4 – Descartar fatores psicossociais. Uma grande proporção de pacientes com história de resistência aos corticoides apresenta na realidade uma baixa aderência ao tratamento prescrito. Doenças como a asma demandam do paciente um esforço considerável para ser efetivamente controlada. A educação do paciente acerca de sua doença é essencial, tendo como objetivos conseguir que cooperem com o tratamento e reduzam a ansiedade diante da doença. Um plano de autotratamento deve ser elaborado e fornecido sempre por escrito. Levar em consideração fatores cognitivos como: motivação, estigma social, desatenção, distúrbios da memória, déficits associados ao envelhecimento etc.

5 – Avaliar a presença de infecções brônquicas concomitantes, principalmente em pacientes que inalam ou ingerem altas doses de corticoides. Estes pacientes podem apresentar uma resposta imune local deficiente, predispondo a colonização de espécies oportunistas como o Mycoplasma e a Clamydia, que podem desencadear inflamação. Estes pacientes podem responder ao tratamento prolongado com macrolídeos.

6 – Maximizar a terapêutica através de associações de drogas que facilitem a aderência e proporcionem efeito sinérgico. A  combinação de corticoides com broncodilatadores de longa duração de ação é uma boa opção.
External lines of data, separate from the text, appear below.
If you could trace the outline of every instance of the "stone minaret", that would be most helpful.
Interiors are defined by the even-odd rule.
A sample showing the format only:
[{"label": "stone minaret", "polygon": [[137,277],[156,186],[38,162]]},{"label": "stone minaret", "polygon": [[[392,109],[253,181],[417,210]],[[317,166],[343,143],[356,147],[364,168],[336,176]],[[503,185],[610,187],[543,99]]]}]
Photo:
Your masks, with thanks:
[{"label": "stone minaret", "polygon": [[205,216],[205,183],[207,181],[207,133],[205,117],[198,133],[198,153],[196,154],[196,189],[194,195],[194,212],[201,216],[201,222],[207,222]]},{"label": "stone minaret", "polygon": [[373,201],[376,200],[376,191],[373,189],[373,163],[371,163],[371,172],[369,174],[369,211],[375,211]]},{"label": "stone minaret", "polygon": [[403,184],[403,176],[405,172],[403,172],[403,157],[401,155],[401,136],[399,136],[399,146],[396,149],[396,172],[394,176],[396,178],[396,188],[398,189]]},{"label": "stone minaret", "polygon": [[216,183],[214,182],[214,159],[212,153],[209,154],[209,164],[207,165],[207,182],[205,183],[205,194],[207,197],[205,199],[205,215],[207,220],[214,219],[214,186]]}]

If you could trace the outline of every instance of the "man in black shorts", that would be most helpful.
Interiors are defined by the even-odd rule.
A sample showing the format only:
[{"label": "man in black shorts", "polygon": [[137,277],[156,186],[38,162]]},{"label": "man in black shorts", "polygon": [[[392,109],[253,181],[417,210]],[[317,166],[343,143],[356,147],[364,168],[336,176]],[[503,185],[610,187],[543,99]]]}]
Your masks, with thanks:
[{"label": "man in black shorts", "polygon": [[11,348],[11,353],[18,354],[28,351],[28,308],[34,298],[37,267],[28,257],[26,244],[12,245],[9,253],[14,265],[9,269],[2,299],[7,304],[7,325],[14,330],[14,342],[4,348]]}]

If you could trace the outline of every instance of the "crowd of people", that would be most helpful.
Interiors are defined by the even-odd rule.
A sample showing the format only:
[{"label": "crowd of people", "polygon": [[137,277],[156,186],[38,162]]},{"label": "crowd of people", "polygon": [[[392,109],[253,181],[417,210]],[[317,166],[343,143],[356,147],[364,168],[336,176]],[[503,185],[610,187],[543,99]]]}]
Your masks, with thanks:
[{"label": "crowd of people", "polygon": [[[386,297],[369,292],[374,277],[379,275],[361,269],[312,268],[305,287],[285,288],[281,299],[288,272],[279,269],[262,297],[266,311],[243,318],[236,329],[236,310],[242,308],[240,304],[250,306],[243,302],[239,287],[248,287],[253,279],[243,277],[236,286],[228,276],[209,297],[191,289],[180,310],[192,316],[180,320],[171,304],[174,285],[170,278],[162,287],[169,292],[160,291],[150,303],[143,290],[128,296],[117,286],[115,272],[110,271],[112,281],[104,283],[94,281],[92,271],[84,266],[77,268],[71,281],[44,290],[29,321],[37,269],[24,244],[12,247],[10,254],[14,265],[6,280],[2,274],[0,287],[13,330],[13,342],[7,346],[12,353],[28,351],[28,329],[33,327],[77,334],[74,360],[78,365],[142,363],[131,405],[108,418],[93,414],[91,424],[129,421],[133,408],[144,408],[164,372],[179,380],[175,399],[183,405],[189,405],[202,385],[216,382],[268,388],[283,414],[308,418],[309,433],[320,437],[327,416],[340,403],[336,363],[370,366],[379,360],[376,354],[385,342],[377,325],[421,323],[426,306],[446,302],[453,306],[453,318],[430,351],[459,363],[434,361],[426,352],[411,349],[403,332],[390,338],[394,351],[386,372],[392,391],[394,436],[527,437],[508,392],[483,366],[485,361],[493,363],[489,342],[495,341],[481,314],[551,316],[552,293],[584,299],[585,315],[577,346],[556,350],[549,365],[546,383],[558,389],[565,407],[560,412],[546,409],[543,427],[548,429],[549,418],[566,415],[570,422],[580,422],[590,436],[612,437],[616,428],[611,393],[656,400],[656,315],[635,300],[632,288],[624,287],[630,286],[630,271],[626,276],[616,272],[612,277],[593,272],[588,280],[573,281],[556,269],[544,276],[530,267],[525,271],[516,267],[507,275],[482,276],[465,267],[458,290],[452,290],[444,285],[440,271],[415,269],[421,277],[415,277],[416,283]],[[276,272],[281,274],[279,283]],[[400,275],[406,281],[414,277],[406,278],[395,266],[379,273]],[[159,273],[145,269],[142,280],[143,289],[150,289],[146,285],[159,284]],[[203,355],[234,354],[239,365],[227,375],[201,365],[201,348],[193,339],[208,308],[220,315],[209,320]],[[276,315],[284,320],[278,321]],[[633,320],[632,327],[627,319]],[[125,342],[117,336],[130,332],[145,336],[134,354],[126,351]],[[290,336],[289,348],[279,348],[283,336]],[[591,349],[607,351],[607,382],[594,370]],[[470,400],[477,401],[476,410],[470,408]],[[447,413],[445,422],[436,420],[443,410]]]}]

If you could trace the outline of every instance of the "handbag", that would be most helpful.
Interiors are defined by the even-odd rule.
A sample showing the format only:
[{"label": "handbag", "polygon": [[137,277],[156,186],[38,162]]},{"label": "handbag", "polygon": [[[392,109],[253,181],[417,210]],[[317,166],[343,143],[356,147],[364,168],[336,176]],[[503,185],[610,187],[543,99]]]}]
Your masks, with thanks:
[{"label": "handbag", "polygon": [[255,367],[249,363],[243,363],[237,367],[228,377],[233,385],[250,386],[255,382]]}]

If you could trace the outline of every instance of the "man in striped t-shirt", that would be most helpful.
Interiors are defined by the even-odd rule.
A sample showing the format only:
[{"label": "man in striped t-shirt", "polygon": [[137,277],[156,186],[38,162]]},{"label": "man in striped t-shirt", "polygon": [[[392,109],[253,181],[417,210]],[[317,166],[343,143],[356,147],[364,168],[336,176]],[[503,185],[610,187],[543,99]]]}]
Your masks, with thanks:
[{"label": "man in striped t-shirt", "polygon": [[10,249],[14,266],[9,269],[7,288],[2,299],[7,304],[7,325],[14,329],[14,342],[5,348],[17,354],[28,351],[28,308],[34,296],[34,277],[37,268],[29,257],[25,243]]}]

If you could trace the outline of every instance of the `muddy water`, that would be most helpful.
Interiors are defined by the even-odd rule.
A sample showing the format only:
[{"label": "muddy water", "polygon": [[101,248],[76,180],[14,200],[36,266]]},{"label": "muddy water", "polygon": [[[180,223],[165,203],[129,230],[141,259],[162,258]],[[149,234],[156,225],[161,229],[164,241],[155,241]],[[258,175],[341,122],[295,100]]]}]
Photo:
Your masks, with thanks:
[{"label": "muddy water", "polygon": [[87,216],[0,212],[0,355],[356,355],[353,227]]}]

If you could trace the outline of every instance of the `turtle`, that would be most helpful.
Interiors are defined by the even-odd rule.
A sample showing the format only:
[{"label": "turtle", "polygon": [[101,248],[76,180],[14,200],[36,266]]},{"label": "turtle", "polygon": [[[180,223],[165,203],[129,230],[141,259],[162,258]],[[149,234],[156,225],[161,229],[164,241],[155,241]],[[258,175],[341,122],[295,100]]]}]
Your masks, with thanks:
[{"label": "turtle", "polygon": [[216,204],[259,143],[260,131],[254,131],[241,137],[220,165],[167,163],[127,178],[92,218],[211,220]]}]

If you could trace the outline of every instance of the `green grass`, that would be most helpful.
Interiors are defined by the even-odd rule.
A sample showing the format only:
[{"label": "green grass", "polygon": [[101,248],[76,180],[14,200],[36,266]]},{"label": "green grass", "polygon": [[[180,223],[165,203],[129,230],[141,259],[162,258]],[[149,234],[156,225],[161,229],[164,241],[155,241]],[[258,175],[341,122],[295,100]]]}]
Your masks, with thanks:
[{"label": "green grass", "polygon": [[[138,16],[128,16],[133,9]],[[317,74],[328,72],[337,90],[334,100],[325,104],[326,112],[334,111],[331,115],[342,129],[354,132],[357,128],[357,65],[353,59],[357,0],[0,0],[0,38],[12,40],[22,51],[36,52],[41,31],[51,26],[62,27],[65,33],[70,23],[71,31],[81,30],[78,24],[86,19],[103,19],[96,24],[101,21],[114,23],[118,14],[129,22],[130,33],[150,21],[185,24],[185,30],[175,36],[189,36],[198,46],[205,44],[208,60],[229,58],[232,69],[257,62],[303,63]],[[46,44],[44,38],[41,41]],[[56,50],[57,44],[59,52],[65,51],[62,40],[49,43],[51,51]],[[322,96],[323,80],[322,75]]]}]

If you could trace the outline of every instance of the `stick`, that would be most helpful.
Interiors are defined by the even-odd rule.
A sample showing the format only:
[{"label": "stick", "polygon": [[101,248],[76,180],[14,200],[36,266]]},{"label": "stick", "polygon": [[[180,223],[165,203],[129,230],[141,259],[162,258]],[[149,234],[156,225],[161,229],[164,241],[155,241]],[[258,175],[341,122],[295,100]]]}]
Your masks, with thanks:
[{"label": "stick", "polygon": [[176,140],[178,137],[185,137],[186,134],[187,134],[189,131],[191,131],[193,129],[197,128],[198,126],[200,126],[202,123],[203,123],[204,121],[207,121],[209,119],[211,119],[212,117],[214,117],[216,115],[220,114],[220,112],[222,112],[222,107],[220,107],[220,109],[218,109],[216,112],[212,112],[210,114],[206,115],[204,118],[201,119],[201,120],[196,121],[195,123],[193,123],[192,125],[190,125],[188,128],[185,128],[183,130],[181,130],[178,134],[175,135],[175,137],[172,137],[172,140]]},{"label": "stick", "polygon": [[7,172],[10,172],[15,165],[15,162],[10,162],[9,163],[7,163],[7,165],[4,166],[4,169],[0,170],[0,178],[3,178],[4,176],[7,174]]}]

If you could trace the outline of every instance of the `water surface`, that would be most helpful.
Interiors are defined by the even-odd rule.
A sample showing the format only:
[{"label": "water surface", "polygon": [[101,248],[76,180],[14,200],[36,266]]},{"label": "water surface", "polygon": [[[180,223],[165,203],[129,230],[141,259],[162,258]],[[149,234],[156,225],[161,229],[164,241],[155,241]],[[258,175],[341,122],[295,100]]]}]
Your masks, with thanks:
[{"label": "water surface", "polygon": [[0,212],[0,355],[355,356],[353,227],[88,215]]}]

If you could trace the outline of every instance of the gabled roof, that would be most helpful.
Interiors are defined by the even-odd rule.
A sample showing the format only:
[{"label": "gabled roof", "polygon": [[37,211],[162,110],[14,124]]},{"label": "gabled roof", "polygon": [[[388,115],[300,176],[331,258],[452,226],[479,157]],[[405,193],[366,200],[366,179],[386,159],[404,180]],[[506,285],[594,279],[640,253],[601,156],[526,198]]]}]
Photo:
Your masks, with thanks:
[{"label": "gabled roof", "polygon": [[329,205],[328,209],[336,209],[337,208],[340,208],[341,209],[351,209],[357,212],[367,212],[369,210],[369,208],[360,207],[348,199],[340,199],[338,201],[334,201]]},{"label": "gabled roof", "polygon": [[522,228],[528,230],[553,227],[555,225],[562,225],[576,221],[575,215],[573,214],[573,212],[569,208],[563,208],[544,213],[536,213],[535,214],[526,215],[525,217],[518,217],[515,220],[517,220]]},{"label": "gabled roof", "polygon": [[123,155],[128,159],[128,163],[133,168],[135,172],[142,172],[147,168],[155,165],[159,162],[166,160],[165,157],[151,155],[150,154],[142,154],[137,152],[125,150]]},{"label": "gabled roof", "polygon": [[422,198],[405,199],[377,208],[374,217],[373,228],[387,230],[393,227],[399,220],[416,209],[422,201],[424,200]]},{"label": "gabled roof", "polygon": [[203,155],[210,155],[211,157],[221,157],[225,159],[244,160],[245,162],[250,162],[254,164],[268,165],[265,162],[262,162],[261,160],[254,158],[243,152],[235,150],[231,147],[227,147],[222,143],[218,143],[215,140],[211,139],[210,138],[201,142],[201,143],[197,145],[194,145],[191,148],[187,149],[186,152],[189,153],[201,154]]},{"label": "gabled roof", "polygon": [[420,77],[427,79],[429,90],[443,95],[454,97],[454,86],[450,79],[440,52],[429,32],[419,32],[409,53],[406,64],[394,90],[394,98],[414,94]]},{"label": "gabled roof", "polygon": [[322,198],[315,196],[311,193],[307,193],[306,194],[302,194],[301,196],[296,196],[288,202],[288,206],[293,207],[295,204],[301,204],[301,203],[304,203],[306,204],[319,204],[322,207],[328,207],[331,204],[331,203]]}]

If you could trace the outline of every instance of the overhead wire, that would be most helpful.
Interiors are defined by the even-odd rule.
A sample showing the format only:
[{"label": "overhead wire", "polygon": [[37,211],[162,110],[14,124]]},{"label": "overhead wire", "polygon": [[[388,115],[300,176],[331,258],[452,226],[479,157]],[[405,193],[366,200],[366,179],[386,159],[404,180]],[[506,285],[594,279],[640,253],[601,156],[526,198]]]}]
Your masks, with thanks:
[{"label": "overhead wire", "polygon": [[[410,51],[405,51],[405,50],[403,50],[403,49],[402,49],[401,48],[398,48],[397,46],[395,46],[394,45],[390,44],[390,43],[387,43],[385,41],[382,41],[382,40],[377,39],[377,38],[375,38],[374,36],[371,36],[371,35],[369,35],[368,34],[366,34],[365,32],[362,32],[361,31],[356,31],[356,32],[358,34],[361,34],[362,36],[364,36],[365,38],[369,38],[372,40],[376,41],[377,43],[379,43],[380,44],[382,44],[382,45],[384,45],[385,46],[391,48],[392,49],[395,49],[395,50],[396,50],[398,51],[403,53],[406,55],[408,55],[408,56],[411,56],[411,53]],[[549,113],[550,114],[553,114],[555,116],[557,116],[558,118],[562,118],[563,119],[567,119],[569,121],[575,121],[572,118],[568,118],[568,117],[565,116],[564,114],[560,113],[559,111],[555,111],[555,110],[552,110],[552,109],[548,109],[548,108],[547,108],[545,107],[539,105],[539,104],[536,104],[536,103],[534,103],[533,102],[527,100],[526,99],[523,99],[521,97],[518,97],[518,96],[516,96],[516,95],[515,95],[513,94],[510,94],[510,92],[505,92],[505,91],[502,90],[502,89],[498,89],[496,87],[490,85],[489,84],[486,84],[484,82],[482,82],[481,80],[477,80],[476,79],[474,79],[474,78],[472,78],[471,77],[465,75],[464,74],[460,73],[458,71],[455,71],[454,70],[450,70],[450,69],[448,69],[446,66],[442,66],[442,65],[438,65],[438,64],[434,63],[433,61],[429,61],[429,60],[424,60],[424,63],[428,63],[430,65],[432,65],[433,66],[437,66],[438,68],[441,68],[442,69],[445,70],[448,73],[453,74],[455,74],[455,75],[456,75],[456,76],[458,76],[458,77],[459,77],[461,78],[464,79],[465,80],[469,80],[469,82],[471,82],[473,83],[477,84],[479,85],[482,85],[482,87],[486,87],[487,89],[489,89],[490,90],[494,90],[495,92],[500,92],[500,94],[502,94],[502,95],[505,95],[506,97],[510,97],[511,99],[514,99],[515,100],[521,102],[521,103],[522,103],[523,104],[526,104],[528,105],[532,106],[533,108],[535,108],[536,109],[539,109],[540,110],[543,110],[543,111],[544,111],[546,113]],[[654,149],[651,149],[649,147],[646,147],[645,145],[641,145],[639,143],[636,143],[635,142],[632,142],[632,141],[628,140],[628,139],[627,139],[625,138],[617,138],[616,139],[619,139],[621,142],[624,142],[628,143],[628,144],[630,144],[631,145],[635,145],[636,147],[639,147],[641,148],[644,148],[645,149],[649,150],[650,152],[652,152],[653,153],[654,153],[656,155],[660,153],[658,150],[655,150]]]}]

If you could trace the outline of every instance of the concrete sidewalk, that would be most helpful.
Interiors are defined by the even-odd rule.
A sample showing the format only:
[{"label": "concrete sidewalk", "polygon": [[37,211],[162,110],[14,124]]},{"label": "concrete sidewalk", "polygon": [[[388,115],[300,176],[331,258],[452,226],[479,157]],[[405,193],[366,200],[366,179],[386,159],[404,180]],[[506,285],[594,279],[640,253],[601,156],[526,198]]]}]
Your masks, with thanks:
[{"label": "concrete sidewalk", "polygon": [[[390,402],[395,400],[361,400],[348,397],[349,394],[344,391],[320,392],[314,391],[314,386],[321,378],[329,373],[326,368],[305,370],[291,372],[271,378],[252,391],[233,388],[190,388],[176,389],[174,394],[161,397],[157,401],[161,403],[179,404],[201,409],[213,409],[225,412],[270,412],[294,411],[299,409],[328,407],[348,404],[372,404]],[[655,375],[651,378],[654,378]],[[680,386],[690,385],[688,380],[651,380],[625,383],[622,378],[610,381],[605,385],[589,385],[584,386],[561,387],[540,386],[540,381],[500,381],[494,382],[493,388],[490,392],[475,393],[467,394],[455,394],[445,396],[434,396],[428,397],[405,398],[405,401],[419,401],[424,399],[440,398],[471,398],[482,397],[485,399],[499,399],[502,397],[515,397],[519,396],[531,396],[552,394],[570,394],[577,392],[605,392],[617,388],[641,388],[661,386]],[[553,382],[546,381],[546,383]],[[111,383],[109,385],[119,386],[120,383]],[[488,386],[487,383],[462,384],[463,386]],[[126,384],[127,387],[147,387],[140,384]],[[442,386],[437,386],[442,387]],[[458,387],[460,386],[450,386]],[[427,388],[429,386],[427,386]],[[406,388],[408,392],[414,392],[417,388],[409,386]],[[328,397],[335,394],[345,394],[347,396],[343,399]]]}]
Eickelberg et al.17 demonstraram que o salmeterol aumenta a translocação nuclear do GRs.

7 – Avaliar os efeitos farmacocinéticos sistêmicos dos corticoides, objetivando avaliar se ocorre a absorção incompleta do corticoide, a conversão para a forma ativa da droga ou uma eliminação mais rápida.  Pacientes com má absorção de prednisona respondem melhor com a utilização da forma líquida sob a forma de solução oral. Em pacientes com uma eliminação rápida, deve-se considerar uma segunda dose no meio da tarde.

8 – Avaliar a presença de inflamação brônquica persistente, através de marcadores (p. ex. FeNO exalado). Se necessário efetuar avaliações através do escarro induzido. A falência em responder aos corticoides, com persistência dos critérios de inflamação, apesar das altas doses utilizadas por inalação, ou através de teste com prednisolona oral por duas semanas, são fortes indícios para a presença de resistência aos corticoides.

9 – Considerar a utilização de terapêutica anti-IgE, anti-IL-5 e anti-IL-13.